You know you’re in trouble on an English train when they start handing out tiny bottles of water.

Such was the case on a rainy Sunday afternoon at York Central. My train home was on time until, two minutes before it was due, it wasn’t. An announcement: “for the attention of passengers on platform 3: due to a failure of collective imagination, your train has disappeared into a puff of curdled possibility just south of Thirsk.”

The man in the travel centre was unflappable. He wore two things: the air of an official diviner, and red robes of ceremonial office (in this case, the London and North East Railway).

His eyes focused on points beyond our shoulder as he told us to gather on the delayed train sat at platform 5a. If any was to head south, this was the likeliest, and we huddled masses could hunker down in its carriages.

I followed his mystical advice, saying goodbye to my companion at the platform and finding a seat in coach D for DESOLATION. The people on the train were fraught, having waited here over an hour already, Scotland a lunchtime memory, London a fading future dream.

William Gibson has a theory that jet lag is your soul being left being on the other side of the world, waiting to come back to you like lost luggage. In the liminal space of a delayed train, the spirit hardens against one terribly plausible future. Scientists call this the rail replacement bus of the mind.

The Scottish man tasked with distributing the Highland Spring was a wee burn of cheeriness in our carriage of doom. “My shift finished an hour ago,” he said, to no one in particular. “It’s always overtime somewhere.”

At 6pm the announcement came: we wouldn’t be moving til seven at the earliest, and even then, only as far as Doncaster. Plans change quickly in climate change affected English winters. I was meant to be changing trains at Grantham, with time enough spare to make a quick pilgrimage to its stone tribute to the mighty woman who made all this possible. I had been warned earlier about this: “please don’t get arrested at the Margaret Thatcher statue.”

I did the maths and realised my dreams of returning home that night were increasingly unlikely.

I stuck my free water in my pocket and abandoned my travels til tomorrow.

Tomorrow came and is now today, and the broken rails and landsips of Sunday seem to have been fixed and patched up respectively.

On Saturday, as Valentine’s Day turned into Valentine’s Night, we took a walk by the Ouse, the sky orange and the footpath increasingly One With The River.

Even light relief Guardian columnists are writing about the endless rains and noticing that normal might not be coming back.

The only way to future-proof England’s transport infrastructure and communications networks is to invest heavily in rail, building new lines and connections and shoring up the stuff we already have.

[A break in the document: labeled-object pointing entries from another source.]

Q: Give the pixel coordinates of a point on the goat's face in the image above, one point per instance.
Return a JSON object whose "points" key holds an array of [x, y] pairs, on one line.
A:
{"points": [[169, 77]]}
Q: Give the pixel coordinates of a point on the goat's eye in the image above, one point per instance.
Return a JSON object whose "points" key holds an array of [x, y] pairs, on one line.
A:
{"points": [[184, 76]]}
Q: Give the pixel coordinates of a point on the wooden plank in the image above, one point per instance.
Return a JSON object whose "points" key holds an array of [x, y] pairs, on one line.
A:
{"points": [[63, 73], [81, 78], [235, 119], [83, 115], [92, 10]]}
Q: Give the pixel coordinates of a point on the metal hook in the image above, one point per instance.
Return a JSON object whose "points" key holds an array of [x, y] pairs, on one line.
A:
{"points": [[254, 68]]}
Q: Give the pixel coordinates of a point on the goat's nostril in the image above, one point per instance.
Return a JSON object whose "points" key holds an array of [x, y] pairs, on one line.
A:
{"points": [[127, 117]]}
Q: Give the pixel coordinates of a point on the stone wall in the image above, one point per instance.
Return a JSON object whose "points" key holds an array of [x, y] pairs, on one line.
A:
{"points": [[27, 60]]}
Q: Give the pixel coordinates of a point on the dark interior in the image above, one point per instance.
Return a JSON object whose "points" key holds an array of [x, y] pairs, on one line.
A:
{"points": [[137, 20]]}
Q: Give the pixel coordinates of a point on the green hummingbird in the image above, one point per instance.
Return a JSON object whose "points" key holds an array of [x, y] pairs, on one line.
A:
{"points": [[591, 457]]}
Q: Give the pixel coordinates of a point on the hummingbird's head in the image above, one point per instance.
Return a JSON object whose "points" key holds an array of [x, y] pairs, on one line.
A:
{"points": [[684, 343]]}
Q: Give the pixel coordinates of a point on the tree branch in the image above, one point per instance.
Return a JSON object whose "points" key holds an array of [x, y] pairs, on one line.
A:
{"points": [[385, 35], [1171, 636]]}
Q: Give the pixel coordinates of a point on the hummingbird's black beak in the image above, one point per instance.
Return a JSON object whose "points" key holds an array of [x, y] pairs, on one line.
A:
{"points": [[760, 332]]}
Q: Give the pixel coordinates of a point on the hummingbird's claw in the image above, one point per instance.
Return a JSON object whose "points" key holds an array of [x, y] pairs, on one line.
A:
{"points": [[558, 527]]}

But instead, I look out on new roads being built, inducing further demand for SUVs, 4x4s, and other increasingly inefficient and outmoded forms of transport.

In lyrics for my band The Highchurches I write about England disappearing under the mud, muck and silt; looking out the window of my train, these songs to be coming true in real time. Glancing up, I see brand new out-out-town housing estates already underwater.

Who to live in these estates and houses in the middle of nowhere? How will these people get to schools, theatres, and places of work and worship? Where will the kids play, mingle, and dream?

Answers on a soggy postcard, please.